On pourrait y ajouter la déconvenue subie, le 12 juin, en Algérie, par le Mouvement de la société pour la paix (MSP), autre formation issue de la mouvance des Frères musulmans, et qui a échoué à entrer au gouvernement, bien qu’elle soit arrivée en seconde position au scrutin législatif.

 

Défiance de l’électorat

 

L’islam politique institutionnel, qui avait pris ses distances avec le djihadisme révolutionnaire pour tenter de s’insérer dans l’Etat – par l’exercice électoral ou la cooptation par le régime en place – est à l’évidence sur la défensive. Il a cessé d’être la force ascendante dopée par la puissante vague des « printemps arabes » de 2011. Il bute désormais sur un double obstacle : la défiance de l’électorat conjuguée au regain d’animosité de l’« Etat profond ». C’est l’heure du reflux. Est-il irréversible ?

Ces trois revers sont de nature différente. En Tunisie, l’affront anti-Ennahda ne tient nullement du désaveu des urnes, comme c’est le cas au Maroc, puisqu’il procède d’un régime d’exception décrété unilatéralement par le président Kaïs Saïed, que certains constitutionnalistes ont qualifié de « coup d’Etat ». En Algérie, les islamistes du MSP ne sont victimes d’aucune éviction puisqu’ils avaient déjà quitté d’eux-mêmes le pouvoir en 2012, après y avoir été associés sans discontinuer depuis 1996.

Bien des similitudes rapprochent néanmoins les trois cas de figure. La première est l’érosion de l’assise populaire de ces tenants de l’islam politique.
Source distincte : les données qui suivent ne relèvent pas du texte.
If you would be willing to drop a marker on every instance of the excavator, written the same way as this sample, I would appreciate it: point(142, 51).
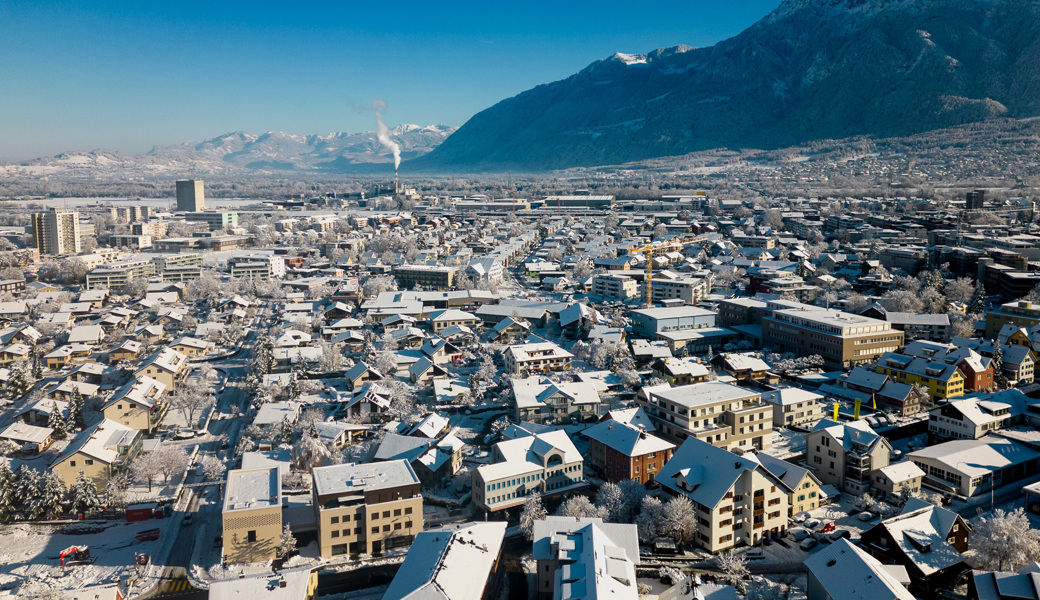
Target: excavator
point(76, 554)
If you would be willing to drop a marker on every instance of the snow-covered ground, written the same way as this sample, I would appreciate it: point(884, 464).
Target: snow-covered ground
point(31, 552)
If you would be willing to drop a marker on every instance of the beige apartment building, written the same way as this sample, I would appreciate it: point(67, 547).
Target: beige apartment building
point(845, 454)
point(721, 414)
point(366, 509)
point(252, 515)
point(735, 499)
point(842, 339)
point(56, 231)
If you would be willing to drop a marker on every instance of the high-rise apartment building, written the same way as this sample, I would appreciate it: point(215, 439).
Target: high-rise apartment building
point(190, 197)
point(56, 231)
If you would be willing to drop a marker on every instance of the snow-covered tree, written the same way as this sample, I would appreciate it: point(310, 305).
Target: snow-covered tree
point(734, 569)
point(651, 520)
point(579, 506)
point(533, 511)
point(83, 496)
point(680, 522)
point(1005, 541)
point(286, 543)
point(8, 491)
point(213, 468)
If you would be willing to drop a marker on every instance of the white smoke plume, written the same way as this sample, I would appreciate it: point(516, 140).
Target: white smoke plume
point(383, 132)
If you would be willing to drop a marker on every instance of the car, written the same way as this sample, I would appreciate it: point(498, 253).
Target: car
point(799, 533)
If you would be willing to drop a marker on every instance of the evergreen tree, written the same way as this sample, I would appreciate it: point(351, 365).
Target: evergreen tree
point(83, 496)
point(30, 488)
point(57, 422)
point(76, 411)
point(54, 495)
point(8, 491)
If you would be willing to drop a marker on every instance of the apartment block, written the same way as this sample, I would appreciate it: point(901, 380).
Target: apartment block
point(842, 339)
point(366, 509)
point(615, 287)
point(56, 231)
point(540, 464)
point(426, 277)
point(190, 194)
point(252, 515)
point(718, 413)
point(735, 499)
point(845, 454)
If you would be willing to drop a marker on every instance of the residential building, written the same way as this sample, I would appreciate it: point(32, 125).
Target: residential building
point(967, 467)
point(98, 452)
point(795, 407)
point(842, 339)
point(898, 481)
point(1020, 313)
point(140, 405)
point(803, 487)
point(460, 562)
point(845, 454)
point(166, 365)
point(424, 276)
point(542, 400)
point(537, 357)
point(623, 451)
point(585, 558)
point(718, 413)
point(366, 509)
point(967, 419)
point(842, 571)
point(942, 380)
point(544, 464)
point(615, 287)
point(214, 219)
point(252, 515)
point(927, 540)
point(735, 499)
point(190, 196)
point(56, 231)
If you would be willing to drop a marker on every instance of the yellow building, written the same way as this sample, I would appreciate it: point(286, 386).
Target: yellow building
point(252, 515)
point(366, 509)
point(139, 405)
point(98, 452)
point(942, 380)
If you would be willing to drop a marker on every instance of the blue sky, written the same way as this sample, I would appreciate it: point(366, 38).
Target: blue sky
point(130, 75)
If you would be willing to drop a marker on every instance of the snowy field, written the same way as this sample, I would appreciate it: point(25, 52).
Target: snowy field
point(31, 552)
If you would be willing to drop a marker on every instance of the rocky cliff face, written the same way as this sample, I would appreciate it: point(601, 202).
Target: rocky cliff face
point(810, 70)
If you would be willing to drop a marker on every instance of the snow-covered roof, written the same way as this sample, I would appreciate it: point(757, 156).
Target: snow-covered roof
point(450, 563)
point(848, 573)
point(251, 489)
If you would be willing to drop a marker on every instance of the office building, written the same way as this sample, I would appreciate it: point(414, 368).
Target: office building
point(56, 231)
point(190, 196)
point(721, 414)
point(366, 509)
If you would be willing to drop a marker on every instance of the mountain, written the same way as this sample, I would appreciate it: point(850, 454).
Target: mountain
point(810, 70)
point(241, 152)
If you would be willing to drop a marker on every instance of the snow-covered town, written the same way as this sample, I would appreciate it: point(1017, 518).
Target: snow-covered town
point(416, 394)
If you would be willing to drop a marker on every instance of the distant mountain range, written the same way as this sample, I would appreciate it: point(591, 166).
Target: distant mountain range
point(810, 70)
point(242, 152)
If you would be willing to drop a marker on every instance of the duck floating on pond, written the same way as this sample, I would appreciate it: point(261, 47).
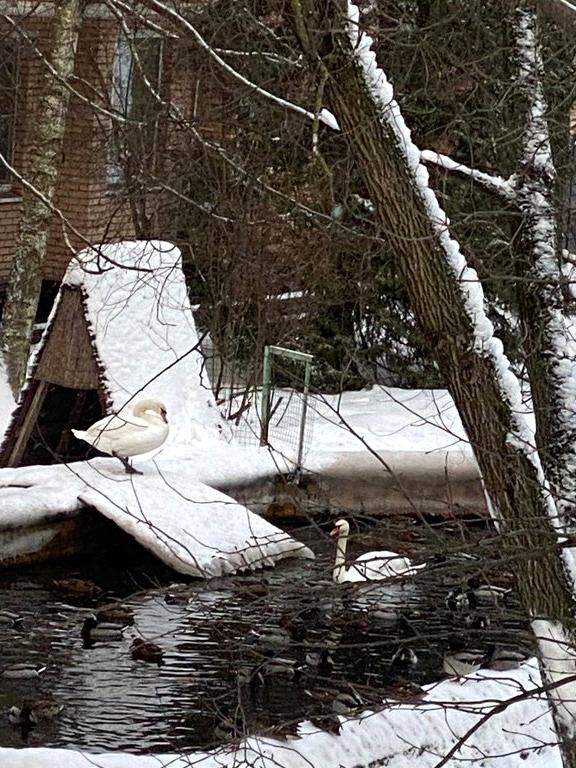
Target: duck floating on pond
point(23, 670)
point(146, 650)
point(123, 435)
En Tunisie, l’hostilité croissante de l’opinion à l’encontre d’Ennahda, accusé d’avoir dévoyé le régime à dominante parlementaire à son profit, explique en partie la liesse populaire ayant salué la décision de Kaïs Saïed de suspendre l’Assemblée.
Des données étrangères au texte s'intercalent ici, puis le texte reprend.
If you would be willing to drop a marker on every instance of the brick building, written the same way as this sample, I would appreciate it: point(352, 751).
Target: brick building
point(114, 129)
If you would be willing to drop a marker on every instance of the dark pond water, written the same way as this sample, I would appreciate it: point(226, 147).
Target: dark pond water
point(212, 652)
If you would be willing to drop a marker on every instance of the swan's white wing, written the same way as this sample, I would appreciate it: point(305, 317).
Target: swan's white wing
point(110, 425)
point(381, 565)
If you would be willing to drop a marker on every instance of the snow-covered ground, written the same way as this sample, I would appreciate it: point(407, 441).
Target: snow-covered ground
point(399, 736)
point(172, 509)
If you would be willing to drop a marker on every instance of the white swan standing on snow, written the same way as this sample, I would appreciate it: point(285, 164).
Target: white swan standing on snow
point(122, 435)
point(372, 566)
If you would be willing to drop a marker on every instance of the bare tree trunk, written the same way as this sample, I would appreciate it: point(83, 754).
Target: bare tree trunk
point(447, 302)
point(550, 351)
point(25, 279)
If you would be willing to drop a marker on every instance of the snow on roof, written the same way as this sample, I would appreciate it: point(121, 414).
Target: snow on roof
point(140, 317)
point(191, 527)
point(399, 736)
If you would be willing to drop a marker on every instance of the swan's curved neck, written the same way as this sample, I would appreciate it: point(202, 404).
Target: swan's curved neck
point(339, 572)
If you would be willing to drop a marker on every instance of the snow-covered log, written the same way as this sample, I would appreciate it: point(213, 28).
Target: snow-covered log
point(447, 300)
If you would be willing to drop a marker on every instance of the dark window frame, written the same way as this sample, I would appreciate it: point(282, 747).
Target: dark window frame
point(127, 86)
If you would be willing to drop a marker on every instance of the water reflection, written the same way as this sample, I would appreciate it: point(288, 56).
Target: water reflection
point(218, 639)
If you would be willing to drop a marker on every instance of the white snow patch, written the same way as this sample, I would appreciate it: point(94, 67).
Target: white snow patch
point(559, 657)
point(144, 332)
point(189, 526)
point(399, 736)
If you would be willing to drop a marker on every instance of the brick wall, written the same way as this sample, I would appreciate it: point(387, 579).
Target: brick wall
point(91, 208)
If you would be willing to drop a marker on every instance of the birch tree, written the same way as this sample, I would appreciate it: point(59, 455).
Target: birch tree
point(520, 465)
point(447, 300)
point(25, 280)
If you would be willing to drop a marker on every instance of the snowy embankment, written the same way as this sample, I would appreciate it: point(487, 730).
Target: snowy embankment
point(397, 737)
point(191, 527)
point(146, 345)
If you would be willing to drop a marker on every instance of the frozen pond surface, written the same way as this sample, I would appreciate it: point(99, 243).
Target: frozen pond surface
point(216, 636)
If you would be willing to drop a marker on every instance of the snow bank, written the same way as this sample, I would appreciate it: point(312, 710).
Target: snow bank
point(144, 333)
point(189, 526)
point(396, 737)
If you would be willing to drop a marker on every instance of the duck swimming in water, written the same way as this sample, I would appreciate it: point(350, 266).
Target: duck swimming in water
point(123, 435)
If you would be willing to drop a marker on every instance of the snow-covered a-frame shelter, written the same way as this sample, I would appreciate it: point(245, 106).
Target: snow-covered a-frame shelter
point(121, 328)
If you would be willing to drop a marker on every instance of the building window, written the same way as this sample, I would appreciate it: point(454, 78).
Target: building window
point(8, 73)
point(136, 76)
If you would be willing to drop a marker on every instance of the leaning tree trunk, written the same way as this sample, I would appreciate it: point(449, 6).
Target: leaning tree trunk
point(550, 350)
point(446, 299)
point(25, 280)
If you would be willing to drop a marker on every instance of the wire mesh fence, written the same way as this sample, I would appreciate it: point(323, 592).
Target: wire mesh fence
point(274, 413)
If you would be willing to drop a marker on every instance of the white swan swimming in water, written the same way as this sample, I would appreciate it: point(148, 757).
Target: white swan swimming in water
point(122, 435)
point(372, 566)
En outre, si le parti islamiste tunisien dirigé par Rached Ghannouchi était arrivé en tête des élections législatives de 2019, son électorat avait fondu des deux tiers par rapport à son score de 2011. Sur le temps long, la désaffection est indéniable. Le cas marocain, où l’« électorat-granit » du PJD n’a même pas tenu, l’illustre jusqu’à la caricature.

 

L’exercice du pouvoir, source de compromissions

 

La seconde similitude tient dans la crispation croissante des « Etats profonds » vis-à-vis de ces formations politiques issues de l’école des Frères musulmans, après une première phase d’ouverture dans les années 2000 en Algérie, puis les années 2010 au Maroc et en Tunisie. L’heure n’est certes pas à la répression frontale mais à une tolérance de plus en plus limitée, alors que les vents de la géopolitique régionale soufflent dans une direction opposée. Le coup d’Etat anti-Frères musulmans en Egypte de l’été 2013 avait été le sanglant signe avant-coureur de ce nouveau cours.
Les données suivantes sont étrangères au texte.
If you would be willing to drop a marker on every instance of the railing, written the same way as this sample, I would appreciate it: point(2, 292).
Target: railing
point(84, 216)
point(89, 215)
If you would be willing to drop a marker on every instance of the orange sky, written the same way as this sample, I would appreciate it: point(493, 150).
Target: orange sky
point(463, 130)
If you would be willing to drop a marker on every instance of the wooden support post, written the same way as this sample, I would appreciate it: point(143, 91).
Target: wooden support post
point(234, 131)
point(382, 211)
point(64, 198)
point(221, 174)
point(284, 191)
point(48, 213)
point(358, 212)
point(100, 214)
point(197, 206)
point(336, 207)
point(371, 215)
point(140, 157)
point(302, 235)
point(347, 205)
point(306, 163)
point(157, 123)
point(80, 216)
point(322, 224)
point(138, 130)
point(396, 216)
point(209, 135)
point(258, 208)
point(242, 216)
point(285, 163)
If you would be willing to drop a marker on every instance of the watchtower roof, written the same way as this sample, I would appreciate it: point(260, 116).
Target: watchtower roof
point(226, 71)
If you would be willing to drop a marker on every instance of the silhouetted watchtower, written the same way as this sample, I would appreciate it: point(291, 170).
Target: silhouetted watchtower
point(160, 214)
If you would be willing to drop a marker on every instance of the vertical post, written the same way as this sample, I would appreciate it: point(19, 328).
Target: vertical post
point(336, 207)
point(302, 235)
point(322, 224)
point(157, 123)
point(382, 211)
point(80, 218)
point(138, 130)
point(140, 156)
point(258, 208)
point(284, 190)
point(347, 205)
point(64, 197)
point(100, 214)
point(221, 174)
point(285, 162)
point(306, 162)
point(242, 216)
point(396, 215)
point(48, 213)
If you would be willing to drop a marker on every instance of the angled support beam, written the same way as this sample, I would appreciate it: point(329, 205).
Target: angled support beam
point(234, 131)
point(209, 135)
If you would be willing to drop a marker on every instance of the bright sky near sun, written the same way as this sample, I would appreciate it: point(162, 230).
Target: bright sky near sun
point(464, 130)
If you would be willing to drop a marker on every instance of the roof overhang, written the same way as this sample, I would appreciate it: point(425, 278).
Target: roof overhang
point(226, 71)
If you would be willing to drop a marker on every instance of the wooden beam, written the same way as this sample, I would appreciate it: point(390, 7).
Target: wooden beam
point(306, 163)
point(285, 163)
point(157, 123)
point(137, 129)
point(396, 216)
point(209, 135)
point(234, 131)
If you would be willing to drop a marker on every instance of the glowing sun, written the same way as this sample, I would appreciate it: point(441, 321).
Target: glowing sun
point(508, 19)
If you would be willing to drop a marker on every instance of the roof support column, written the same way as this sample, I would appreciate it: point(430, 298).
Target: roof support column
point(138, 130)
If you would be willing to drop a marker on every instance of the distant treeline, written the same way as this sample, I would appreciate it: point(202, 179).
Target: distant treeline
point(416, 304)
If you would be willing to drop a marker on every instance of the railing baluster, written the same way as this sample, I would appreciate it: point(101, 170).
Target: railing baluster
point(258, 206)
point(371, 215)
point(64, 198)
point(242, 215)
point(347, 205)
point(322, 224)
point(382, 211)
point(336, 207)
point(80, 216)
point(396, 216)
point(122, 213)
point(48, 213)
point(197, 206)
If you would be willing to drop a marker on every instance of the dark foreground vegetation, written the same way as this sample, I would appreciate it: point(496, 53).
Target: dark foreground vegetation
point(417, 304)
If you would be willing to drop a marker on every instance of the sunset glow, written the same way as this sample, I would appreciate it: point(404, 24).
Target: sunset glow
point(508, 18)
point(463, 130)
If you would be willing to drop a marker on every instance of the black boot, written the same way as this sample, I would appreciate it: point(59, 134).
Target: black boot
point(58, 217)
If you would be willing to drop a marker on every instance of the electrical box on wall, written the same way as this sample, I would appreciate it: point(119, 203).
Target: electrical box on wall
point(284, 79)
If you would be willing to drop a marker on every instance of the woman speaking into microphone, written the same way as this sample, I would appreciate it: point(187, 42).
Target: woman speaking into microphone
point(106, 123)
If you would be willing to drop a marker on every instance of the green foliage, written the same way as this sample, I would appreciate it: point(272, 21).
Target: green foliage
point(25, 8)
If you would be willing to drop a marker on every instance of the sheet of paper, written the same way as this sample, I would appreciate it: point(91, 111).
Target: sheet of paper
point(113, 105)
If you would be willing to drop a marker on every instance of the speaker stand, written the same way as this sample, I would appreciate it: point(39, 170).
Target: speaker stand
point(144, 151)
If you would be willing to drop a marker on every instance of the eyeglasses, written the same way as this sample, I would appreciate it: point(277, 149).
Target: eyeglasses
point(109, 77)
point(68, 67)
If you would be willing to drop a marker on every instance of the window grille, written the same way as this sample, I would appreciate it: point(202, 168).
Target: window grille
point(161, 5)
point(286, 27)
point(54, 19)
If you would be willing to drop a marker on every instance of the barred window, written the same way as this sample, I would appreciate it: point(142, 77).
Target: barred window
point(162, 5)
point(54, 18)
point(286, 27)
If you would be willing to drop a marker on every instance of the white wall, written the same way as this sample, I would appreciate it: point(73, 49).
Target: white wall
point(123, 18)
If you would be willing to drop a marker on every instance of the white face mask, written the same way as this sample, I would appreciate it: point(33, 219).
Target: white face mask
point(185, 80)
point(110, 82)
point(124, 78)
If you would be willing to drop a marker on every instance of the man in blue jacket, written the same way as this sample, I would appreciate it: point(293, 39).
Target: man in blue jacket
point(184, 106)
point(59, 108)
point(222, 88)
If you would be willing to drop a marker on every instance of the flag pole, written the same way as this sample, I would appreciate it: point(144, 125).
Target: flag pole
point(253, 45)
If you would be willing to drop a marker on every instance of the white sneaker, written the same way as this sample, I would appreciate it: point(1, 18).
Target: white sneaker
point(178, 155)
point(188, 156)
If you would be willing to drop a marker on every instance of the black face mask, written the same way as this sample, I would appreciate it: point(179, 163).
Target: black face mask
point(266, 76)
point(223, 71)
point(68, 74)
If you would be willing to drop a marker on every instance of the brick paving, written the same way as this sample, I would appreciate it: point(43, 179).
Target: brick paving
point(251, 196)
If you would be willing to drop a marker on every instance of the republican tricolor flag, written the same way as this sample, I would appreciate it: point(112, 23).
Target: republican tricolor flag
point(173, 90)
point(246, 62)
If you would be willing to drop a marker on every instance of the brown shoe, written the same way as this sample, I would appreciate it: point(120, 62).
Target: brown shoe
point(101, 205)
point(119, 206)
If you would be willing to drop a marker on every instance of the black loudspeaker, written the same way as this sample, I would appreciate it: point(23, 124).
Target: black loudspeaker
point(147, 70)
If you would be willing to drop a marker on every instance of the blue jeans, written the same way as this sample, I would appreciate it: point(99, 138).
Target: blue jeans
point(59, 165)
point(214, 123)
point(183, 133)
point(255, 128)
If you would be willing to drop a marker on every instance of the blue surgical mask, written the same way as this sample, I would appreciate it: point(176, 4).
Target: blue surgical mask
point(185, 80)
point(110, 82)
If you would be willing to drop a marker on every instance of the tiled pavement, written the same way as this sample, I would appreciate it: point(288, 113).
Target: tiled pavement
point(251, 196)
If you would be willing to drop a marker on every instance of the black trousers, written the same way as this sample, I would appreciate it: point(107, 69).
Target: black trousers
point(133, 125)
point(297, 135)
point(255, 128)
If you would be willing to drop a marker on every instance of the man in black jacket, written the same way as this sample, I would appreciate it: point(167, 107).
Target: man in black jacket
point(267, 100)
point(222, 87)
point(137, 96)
Il n’a pas été besoin de recourir à pareille extrémité au Maghreb, puisque les régimes autoritaires en pleine restauration n’avaient plus face à eux que des formations islamistes déjà affaiblies. En Algérie, les généraux se sont ainsi estimés assez en confiance, en 2021, pour refuser l’entrée au gouvernement du MSP, deuxième parti à l’Assemblée, malgré ses offres de service insistantes et ses vitupérations contre le Hirak (mouvement de protestation) pour plaire en haut lieu.

 

Lire aussi « Les élections servent au régime marocain à afficher une image de démocratie »

 

Que s’est-il donc passé pour que le revers de fortune, notamment en Tunisie et au Maroc, ait été aussi cruel ? L’exercice du pouvoir, source de compromissions, a été décisif dans la démonétisation de ces formations auprès du public. En Tunisie, Ennahda n’avait pas ménagé ses efforts pour polir son image, édulcorer sa doctrine – M. Ghannouchi avait même annoncé, en 2016, la « sortie de l’islam politique » –, pactiser avec ses anciens adversaires issus de l’ancien régime de Ben Ali et séduire de nouvelles couches sociales.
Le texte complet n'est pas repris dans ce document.